Türkçe Sevdası, Dil Bilgesi, Mehmet Bülent Özyürük Ortaokulu Öğrencileri ve Aysel Genç Öğretmen…
Dil Bilgesi ve veliahdının TRT Okul ekranlarındaki programı izleyiciye sunulalı altı buçuk ay oldu. 2015 Martında başlayan çekimler, 2016 Eylülünde tamamlandıktan sonra, yayın sürecine geçildi. Sıra, bu devasa projenin minik dev hayranlarıyla buluşmaya gelmişti.
03 Ocak 2016 Pazartesi gününü planlamıştık, “İstiklâl Madalyalı tek ilçe” olan İnebolu’ya gidiş için. Ancak, çok ağır geçen kış şartları ve bereketli kar yağışı, bizim vuslatımızı nisan ayına erteletmişti. Bir hayra vesile olacağını düşünmeden, bu gecikmeye çok üzülmüştüm.
11 Nisan 2016 program günümüz olarak kesinleşince, aklıma çok önemli bir husus geldi; öyle ya, İnebolu’ya eli boş gidilmezdi. Bir eğitimcinin öğrencilere vereceği en güzel hediye, kayıtsız şartsız kitaptı. Üniversitemde; Rektörlüğümüzün onayıyla ve öğrencilerimizin desteğiyle; konferans vermek üzere gideceğimiz Mehmet Bülent Özyürük Ortaokuluna kitap toplama kampanyası başlattık.

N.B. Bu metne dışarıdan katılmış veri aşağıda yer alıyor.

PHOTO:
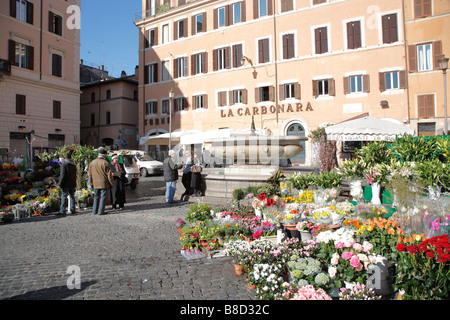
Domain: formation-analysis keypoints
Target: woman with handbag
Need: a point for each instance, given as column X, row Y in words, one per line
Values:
column 118, row 188
column 196, row 178
column 186, row 178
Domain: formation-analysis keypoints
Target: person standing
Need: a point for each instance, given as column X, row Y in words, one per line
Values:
column 100, row 178
column 118, row 188
column 186, row 178
column 68, row 184
column 170, row 176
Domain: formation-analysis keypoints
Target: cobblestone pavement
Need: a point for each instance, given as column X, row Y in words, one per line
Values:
column 132, row 254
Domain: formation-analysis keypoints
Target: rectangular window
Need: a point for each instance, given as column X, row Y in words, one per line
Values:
column 222, row 99
column 200, row 101
column 262, row 8
column 221, row 58
column 151, row 108
column 236, row 55
column 199, row 23
column 57, row 109
column 356, row 84
column 221, row 20
column 165, row 74
column 424, row 57
column 150, row 38
column 21, row 55
column 22, row 10
column 237, row 11
column 54, row 23
column 288, row 46
column 323, row 88
column 180, row 29
column 180, row 104
column 199, row 63
column 321, row 40
column 289, row 91
column 422, row 8
column 56, row 65
column 165, row 106
column 238, row 96
column 287, row 5
column 390, row 28
column 180, row 67
column 151, row 73
column 425, row 105
column 21, row 104
column 391, row 80
column 165, row 34
column 263, row 51
column 354, row 35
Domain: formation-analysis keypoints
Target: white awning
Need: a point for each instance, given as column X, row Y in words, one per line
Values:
column 367, row 129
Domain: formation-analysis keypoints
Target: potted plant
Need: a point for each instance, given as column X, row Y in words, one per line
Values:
column 180, row 224
column 423, row 269
column 198, row 212
column 6, row 214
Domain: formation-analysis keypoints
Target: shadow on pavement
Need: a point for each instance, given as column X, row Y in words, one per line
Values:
column 53, row 293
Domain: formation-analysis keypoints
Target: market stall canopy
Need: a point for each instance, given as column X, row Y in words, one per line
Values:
column 367, row 129
column 163, row 139
column 202, row 137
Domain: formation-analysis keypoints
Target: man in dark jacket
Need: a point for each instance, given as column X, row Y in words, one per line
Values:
column 68, row 184
column 170, row 176
column 100, row 178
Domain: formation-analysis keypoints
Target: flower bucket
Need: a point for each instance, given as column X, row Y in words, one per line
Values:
column 356, row 190
column 239, row 269
column 376, row 189
column 305, row 235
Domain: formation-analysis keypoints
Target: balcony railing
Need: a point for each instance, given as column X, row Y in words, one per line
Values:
column 152, row 12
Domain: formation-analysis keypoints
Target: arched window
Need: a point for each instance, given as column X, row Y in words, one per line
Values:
column 296, row 129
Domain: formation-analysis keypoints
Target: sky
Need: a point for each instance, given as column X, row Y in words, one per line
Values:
column 109, row 36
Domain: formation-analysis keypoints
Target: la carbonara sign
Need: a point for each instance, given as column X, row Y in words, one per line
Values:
column 262, row 110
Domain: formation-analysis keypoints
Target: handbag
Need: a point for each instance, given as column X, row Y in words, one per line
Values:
column 196, row 168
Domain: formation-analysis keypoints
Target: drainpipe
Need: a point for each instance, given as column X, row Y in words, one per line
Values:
column 408, row 110
column 40, row 45
column 276, row 56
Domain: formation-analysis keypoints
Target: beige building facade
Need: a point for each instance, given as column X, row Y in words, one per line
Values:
column 427, row 25
column 291, row 65
column 109, row 112
column 39, row 76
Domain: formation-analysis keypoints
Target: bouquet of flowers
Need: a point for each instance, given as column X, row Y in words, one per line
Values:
column 310, row 293
column 265, row 230
column 268, row 280
column 423, row 269
column 358, row 291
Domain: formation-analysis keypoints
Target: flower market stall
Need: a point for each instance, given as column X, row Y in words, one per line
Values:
column 300, row 239
column 34, row 192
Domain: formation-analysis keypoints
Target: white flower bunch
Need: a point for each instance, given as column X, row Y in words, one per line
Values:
column 236, row 247
column 340, row 235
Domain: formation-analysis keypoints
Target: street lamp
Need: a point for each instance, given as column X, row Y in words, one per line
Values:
column 443, row 65
column 171, row 93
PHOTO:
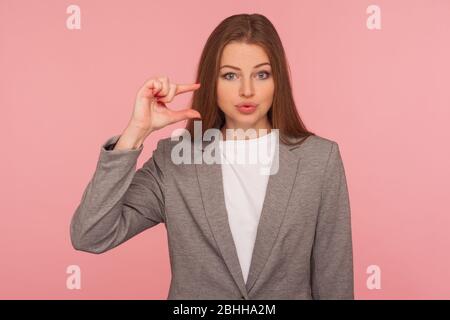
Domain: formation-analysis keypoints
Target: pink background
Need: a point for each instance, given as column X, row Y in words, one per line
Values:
column 383, row 95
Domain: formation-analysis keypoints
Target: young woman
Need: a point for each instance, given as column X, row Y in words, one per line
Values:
column 233, row 232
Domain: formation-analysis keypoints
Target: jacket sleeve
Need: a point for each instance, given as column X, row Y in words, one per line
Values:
column 332, row 256
column 119, row 202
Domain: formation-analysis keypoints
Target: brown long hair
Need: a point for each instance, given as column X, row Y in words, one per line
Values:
column 250, row 29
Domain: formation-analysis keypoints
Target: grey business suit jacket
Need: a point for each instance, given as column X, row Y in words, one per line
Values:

Bu kampanyada büyük emekleri olan; Üniversitemiz Öğrenci Konseyi Başkanı Alper Selçuk Bey kardeşime, akademik danışmanı olduğum Liderlik ve Yönetim Topluluğu Başkanı Berkan Yılmaz Bey kardeşime, kitap bağışlayan bütün öğrencilerimize yürekten teşekkür ediyorum. Kampanyamıza gelen kitap sayısının 700 civarında olduğunu da belirtmeden geçemeyeceğim.
Toplanan bütün kitapları aracıma yükleyerek, 09 Nisan 2016 Cumartesi sabahı ailemle birlikte Konya’dan yola çıktık. Ecdat yadigârı Kastamonu’yu akşama kadar gezdikten sonra, yeşilin bin bir tonuyla bezenmiş Küre’ye vasıl olduk.
Bizi İnebolu’ya davet etme nezaketini gösteren Türkçe öğretmeni Aysel Genç Hanımefendi ve değerli eşi maden mühendisi Mustafa Genç Beyefendi tarafından Küre Eti Bakır Maden İşletmelerinin sosyal tesislerinde karşılandık. Gece boyunca devam eden doyumsuz bir sohbet, ikramlar…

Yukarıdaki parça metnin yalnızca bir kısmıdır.